The so-called Martyrs of Freedom, the Coloraos, were combatants who fought against absolutism in the well-known Ominous Decade, or second restoration of absolutism, corresponding to the period of contemporary Spanish history in the last phase of the reign of Ferdinand VII, after the Liberal Triennium.
The Secretary of State for Democratic Memory, Fernando Martínez, together with the subdelegate of the Government in Almería, José María Martín, has made public, after the forensic analysis of the osseous remains exhumed in the cemetery of San José, in Almería, the conclusions of the forensic team.
After the exhumations, the remains found were inventoried and the necessary samples were taken for dating analyses.

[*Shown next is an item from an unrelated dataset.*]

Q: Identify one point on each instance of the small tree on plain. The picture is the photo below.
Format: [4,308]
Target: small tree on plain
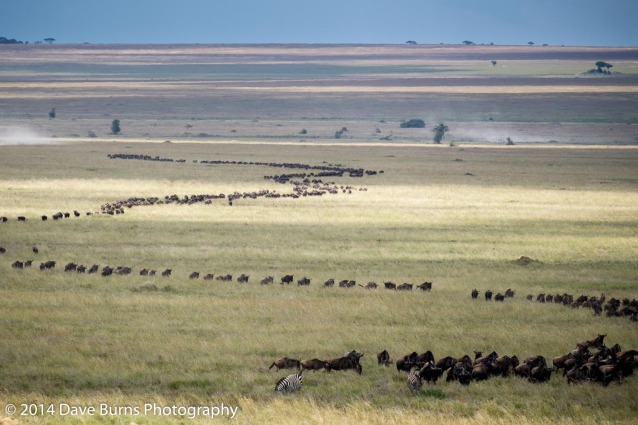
[439,132]
[115,127]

The conclusions of the forensic team are as follows: all the remains preserved are human; they represent a minimum number of individuals in fair correspondence with the murdered victims, of whom there is documentary evidence; their state of conservation is very poor due to the fact that the remains have been intentionally fragmented to reduce them to shards; and the traceability of the remains seems well established based on the documentary information that is preserved.
Three samples were selected for carbon 14 absolute dating analysis and sent to the Beta Analytic Radiocarbon Dating Laboratory, Miami, Florida (United States), which has issued its report dating the remains with an age of 200 years (+/- 30).
It is therefore corroborated that the remains preserved in the cemetery of San José de Almería and examined by the forensic team working with the Secretary of State for Democratic Memory correspond to those sought, with the verified hypothesis of their belonging to the Martyrs of Freedom, shot in Almería in 1824.